Selain berkenalan dengan buku, dalam sepotong waktu yang singkat itu aku pun dipertemukan dengan banyak teman-teman yang hebat. Kenapa hebat? Apa itu hebat? Biarlah aku pakai definisi hebat versi diriku sendiri --hebat; inspiring, & energizing. Bukan hanya mereka yang berkarya nyata untuk kebaikan saat ini tapi juga mereka yang sabar dan konsisten membangun sebuah bangunan besar nan mensejahterakan manusia di masa depan kelak.

Teori saja rasanya mudah diterima tapi untuk eksekusi rasanya sulit setengah mati. Hal ini juga pernah diungkapkan temanku bahwa orang Indonesia itu jago berteori tapi tidak dengan eksekusinya. Teorinya orang dewasa harus berani menanggung konsekuensi dari apa yang sudah jadi keputusannya. Hmm.. dalam sepotong waktu itu tak dinyana aku memutuskan menyukai seseorang (bukannya perasaan itu sulit dikendalikan? suka, kagum, senang, marah, kaget, dll), dan di masa itu juga aku harus menanggung konsekuensinya… Kini aku sepakat dengan pendapat teman tadi.. Arrrghhh… Tapi toh masa-masa itu telah berhasil kulalui.

Friday, 23 November 2007

luarrr biasaaa....

Mau sedikit cerita soal hari ini yang arrgghhhhh... luarrrr biasa bikin kesel....
Bagaimana tidak?
Mau berbagi ilmu saja sulit, harus berhadapan dengan kenyataan; bertemu pihak-pihak yang ingkar janji.
Bagaimana tidak? (lagi)
Ga semua orang punya kepedulian untuk hal sepele --yang berujung pada hal besar sebenarnya mah--.
Bagaimana tidak? (lagi lagi)
Hanya ada segelintir oknum yang jalanin kewajibannya... Oknum nya pun yang itu-itu saja.
Bagaimana tidak? (lagi lagi dan lagi)
Hari ini ga sempet makan, ga sempet ngelarin laporan lablink yang dah minus 3

Semakin aku keselllll
Semakin terkuak kekurangan diri ini...
Seharusnya aku begini!
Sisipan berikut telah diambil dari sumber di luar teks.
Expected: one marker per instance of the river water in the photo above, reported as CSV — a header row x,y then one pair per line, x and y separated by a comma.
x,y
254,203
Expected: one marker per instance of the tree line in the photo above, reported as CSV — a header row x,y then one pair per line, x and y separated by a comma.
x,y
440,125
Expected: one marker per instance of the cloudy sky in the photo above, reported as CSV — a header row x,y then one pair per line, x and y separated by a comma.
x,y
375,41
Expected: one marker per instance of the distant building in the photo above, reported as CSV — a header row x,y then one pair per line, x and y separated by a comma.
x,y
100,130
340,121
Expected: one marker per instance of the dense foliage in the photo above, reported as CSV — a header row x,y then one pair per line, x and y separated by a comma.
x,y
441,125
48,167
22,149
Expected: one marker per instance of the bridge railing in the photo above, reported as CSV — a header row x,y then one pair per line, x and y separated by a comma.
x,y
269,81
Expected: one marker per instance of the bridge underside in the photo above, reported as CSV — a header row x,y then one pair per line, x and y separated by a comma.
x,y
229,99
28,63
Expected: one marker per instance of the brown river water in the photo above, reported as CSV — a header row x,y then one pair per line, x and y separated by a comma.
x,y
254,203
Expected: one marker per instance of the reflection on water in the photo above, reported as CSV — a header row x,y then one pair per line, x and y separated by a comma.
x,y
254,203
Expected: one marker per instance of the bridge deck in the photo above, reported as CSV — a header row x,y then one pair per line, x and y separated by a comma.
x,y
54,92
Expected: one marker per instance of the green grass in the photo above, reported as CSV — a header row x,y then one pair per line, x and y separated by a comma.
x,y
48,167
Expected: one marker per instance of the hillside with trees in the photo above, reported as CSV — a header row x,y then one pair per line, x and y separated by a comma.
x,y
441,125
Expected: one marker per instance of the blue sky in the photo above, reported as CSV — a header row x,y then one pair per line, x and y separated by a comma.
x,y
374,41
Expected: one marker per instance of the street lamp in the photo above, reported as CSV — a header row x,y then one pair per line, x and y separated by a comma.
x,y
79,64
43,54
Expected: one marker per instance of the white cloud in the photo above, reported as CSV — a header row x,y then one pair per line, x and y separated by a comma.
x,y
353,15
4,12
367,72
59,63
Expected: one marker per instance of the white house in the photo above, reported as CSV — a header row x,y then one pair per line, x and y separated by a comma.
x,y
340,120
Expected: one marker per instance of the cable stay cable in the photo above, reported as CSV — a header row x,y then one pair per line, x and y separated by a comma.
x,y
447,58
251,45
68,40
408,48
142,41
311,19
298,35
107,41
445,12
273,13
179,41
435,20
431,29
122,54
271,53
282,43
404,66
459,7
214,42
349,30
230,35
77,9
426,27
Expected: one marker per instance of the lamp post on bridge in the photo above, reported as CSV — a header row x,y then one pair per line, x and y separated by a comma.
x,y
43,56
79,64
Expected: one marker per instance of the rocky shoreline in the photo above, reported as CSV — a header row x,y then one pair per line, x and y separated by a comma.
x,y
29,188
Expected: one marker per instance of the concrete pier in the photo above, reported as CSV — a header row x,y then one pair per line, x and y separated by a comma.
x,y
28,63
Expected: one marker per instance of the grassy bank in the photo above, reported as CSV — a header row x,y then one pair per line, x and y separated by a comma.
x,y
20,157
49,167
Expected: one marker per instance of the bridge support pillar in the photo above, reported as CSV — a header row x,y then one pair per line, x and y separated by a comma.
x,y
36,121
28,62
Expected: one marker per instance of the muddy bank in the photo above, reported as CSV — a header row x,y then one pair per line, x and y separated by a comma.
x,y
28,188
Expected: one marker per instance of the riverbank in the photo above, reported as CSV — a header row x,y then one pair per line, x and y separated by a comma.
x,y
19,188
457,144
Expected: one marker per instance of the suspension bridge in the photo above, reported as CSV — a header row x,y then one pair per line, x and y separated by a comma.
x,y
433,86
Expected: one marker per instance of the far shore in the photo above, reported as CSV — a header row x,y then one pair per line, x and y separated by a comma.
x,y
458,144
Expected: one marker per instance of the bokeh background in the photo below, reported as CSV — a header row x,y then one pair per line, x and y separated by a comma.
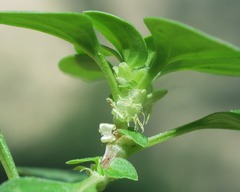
x,y
49,118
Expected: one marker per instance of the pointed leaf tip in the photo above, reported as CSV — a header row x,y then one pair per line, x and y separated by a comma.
x,y
127,40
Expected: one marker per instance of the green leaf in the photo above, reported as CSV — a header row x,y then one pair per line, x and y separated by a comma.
x,y
220,120
81,66
122,35
73,27
180,47
83,160
93,183
29,184
235,111
121,169
52,174
137,137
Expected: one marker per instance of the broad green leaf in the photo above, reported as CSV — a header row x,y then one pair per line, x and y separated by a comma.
x,y
31,184
121,169
220,120
137,137
73,27
52,174
83,160
106,51
235,111
122,35
180,47
81,66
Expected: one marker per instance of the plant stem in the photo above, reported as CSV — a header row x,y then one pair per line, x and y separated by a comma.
x,y
7,160
107,71
94,183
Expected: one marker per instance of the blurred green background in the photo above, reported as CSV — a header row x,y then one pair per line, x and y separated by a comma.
x,y
49,118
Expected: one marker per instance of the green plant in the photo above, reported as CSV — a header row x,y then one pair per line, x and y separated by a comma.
x,y
170,47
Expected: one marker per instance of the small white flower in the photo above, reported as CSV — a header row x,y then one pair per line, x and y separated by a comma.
x,y
106,130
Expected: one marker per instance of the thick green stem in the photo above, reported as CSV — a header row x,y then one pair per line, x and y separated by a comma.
x,y
7,160
107,71
95,183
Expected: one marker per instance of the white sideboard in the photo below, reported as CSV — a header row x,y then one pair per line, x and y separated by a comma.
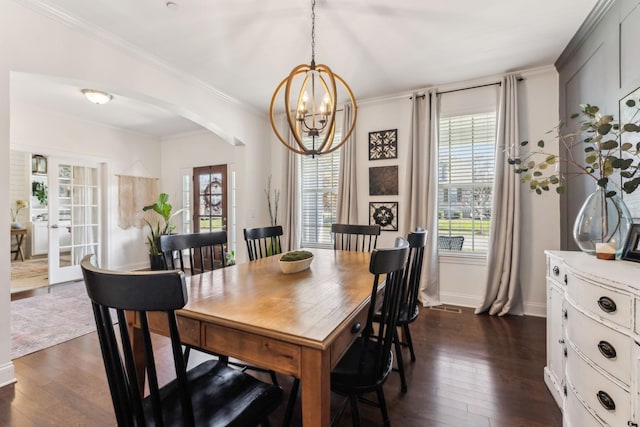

Seharusnya aku begitu!
Bagaimana dengan dia?
Bukan kah seharusnya dia begini? Bukan kah juga seharusnya dia begitu?
Argghhhhh..................................................

Saturday, 17 November 2007

Adakah takdir itu buruk?

Di suatu siang yang mendung kelabu, dan cedeum --ceuk orang sunda mah--, seorang temanku bertanya:

“ Kenapa kemiskinan harus dihapuskan? Kalau semua orang kaya, ntar sapa yang bikin rumah, bersihin sampah, bantuin angkat barang-barang berat, dll? Kenapa korupsi harus diberantas? Klo ga ada dimana kerjaan polisi,hakim, pengacara? Kenapa kebodohan mesti diberangus?Klo semua orang pinter, buat apa ada guru, sekolah? Siapa yang ngerjain tugas orang-orang bodoh?...”

Bagaimana menurutmu? Apakah pertanyaan diatas tadi pertanyaan bodoh? Pertanyaan cerdas? Pertanyaan biasa-biasa saja? Atau ragu-ragu.. Heheh..
Yang pasti pertanyaan tadi bukan pertanyaan bodoh, karna pertanyaan bodoh hanya pertanyaan yang tidak ditanyakan…Tul ga?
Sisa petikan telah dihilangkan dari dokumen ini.